`MERRILY We Roll Along,'' unfortunately, doesn't. The Stephen Sondheim musical, based on a George Kaufman and Moss Hart play, originally opened and almost simultaneously closed (16 performances) on Broadway in 1981. It has been revamped by Mr. Sondheim and George Furth, who wrote its book, into a new production at the Arena Stage's Kreeger Theater through April 8.
But what appears to be the musical's tragic flaw has been left intact: starting the play at the story's end and working smartly backward to its beginning. The exercise reminds a playgoer of the famous parody of Time magazine's early style: ``Backward go the sentences until reels the mind.''
As the play begins, we meet the estranged trio who had once been theatrical Three Musketeers: redhead writer Mary Flynn (played by Becky Ann Baker), composer Franklin Shepherd (Victor Garber), and playwright Charles Kringus (David Garrison). There is a prologue set in New York in 1957. But the play's actual first scene is set in 1980, and the musical unspools backwards through the '70s, '60s and late '50s, to end with that age-of-innocence first meeting of the friends. This way, it technically has a happy ending. But the later bitterness of the trio upstages the sweet, flowing score by Sondheim.
When we meet her, Mary, after years of unrequited love for Frank, has become an alcoholic who writes acid theater criticism. Frank has gone from successful Broadway playwright over the backs of his friends to mega-success in Hollywood. He and current wife, Gussie, a gilded actress, are snarling at one another beside their swimming pool. Later, when ex-friend Charlie appears and apologizes for their long-ago split, Frank punches him out.
This is an often dour, caustic show, particularly in the opening scenes. And while Sondheim and Furst suggest that the corruptions and disappointments of show-biz success are to blame, the audience has the uneasy feeling that the fault, dear Brutus, lies in the people, not their stardom.
The cast tries hard, but in this version of ``Merrily We Roll Along'' there are more potholes than a Manhattan street after a spring thaw.
David Garrison brings wit, charm, deft timing, and a delightful voice to his role as Charlie. His devastating rendition of the song ``Franklin Shepherd Inc.'' skewers Frank for his show-biz sellout. It's sung, or rather telecast, in a live TV-studio interview given jointly by Frank and Charlie to a smilingly panicked newswoman played by the quite funny Ruth Williamson.

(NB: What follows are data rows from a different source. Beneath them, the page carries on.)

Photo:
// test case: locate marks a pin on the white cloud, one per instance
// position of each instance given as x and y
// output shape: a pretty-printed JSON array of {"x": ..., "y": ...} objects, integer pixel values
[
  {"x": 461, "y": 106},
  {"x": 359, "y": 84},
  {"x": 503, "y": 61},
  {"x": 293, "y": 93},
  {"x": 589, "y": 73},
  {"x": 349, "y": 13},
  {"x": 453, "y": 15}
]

Mary Gordon Murray is also fine as the brassy, egocentric actress Gussie Carnegie, who vamps her way into becoming Frank's second wife. But Victor Garber's Frank is too lightweight to be credible in the role - neither charming enough to be a convincing cad nor winning enough to be a nice guy who stubbed his toe on success. Becky Ann Baker has a gift for satire but is not convincing as Mary Flynn, hopelessly in love with Frank for 23 years and drowning her tears in booze.
There is not much gaiety in ``Merrily We Roll Along,'' but lots of anger, hurt, and vitriol. For a musical that sings the joys of friendship, it's surprisingly full of vituperation. By the final act, it seems you'd be better off just listening to a cast recording of Sondheim's pleasing score, with its memorable numbers like ``Old Friends,'' ``Not a Day Goes By'' and the title song, instead of taking in the whole show.
Director Douglas Wager's musical version of Robert Penn Warren's ``All the King's Men'' and his revival of ``On the Town'' have both been hits at Arena. But Mr. Wager's spirited touch as director seems to be hostage this time to a musical whose theme runs counter to his style.
``Merrily'' was originally based on George Kaufman and Moss Hart's 1934 epic play about a playwright's rise to success, as seen through the eyes of his friends - a writer (reportedly based on Dorothy Parker), an artist, and the playwright's wife, an actress. It had a cast of 91, nine sets, 150 costumes, and was a hit. After producer-director Hal Prince's 1981 version flopped, ``Merrily'' was revised and revived at the La Jolla Playhouse in 1985 and again in 1988 at Seattle's A Contemporary Theater.
There has been some talk of trying to bring the Arena revival to Broadway. But no matter how fond of the show Sondheim and Furst may be, it is perhaps time to say: Rest in peace. Or in the Southern idiom: This dog won't hunt.